Und über seine Jugendliebe, die er für Jahrzehnte aus den Augen verlor, sie und damit das Glück des Lebens vor drei Jahren wiederfand, als ihn schon ein Schlaganfall von 2007 linksseitig lähmte. Ihr wünscht er heute im Angesicht seines Todes, „dass sie aus dieser Geschichte seelisch gut herauskommt, dass sie weiß, dass ich bis zur letzten Sekunde an sie denken werde und ich hoffe, dass sie die paar Jahre, die wir hatten, gut in Erinnerung behält“. Das bleibt während eines zweistündigen, intensiven Gespräches ohne Tabus auf seiner dem Zimmer angegliederten Terrasse der einzige Moment, in dem der souveräne, hellwache, selbstbestimmte Bernd Uhlmann mit den Tränen kämpft.

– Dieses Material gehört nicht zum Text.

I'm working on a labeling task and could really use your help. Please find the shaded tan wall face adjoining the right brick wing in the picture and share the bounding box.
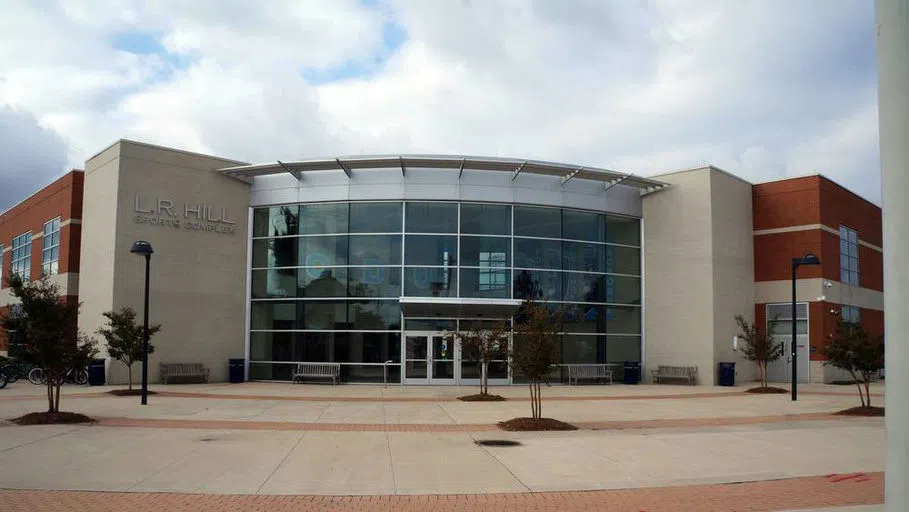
[710,171,757,382]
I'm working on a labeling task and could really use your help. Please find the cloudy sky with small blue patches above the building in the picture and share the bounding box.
[0,0,881,210]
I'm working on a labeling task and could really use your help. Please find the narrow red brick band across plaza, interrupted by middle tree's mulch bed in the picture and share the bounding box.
[85,413,847,432]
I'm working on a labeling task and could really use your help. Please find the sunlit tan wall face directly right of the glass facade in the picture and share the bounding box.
[643,172,714,384]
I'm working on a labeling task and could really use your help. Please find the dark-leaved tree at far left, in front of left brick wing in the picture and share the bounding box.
[0,274,97,413]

"Nie zur Vorsorge beim Urologen gewesen"

Im Berufsleben war der gebürtige Zwickauer, der 1968 heiratete, in Heimerzheim ein Haus baute und ein Jahr später Vater eines Sohnes wurde, für das Kölner Traditionsunternehmen „4711“ ein Vierteljahrhundert im Außendienst tätig, danach weitere 25 Jahre als Prokurist für eine große Kosmetikfirma in Aachen. Der erste gesundheitliche Tiefschlag fesselt ihn an den Rollstuhl, vergangenes Jahr folgt die niederschmetternde Diagnose „unheilbarer, schwerster Prostatakrebs mit Metastasierung im Skelettbereich“.

„Ich gehörte zu den Männern, die nie im Leben zur Vorsorge beim Urologen waren“, räumt er ein folgenschweres Versäumnis ein. Es folgt eine Ärzte- und Klinik-Odyssee, die Uhlmann und seine Partnerin physisch und psychisch an den Rand der Belastungsgrenze bringen.

Chemo- und radiologische Therapien lehnt er ab. Sätze eines Arztes wie „ohne Bestrahlungen verdiene ich 87 Euro, mit 60 Bestrahlungen 16 000 Euro“ oder der Umstand, dass eine Verwechslung dazu führt, dass ihm Mediziner im OP nicht vorhandene Nierensteine entfernen wollen, statt eine notwendige Nierenschiene zu legen, lassen ihn am Gesundheitssystem zweifeln und verzweifeln. „Dann kam im Januar der entscheidende Satz: 'Wir können nichts mehr für Sie tun, Sie sind austherapiert'.“

Familie war mit Pflege überfordert

Nach der Entlassung mit dem Hinweis auf eine ambulante Palliativversorgung, liegt Uhlmann nur noch apathisch im Bett, ernährt sich von Grießbrei, verliert zehn Kilo und dämmert nur noch vor sich hin. „Dann begann ich alles zu regeln bis hin zum Text meiner Todesanzeige im General-Anzeiger, den ich seit 50 Jahren lese. Für meinen Sohn und meine Partnerin war klar, dass ich im Haus in Heimerzheim sterbe.“

Als er spürt, dass er seine Familie mit der Pflege überfordert, kommt ihm das Wort „Hospiz“ in den Kopf. Er recherchiert, stößt auf Anhieb auf das neue Stationäre Haus in Bad Neuenahr und fällt eine Entscheidung, mit der seiner Partnerin ein Stein vom Herzen fällt. „Hier gehe ich hin und von hier nie wieder zurück“, betont Uhlmann.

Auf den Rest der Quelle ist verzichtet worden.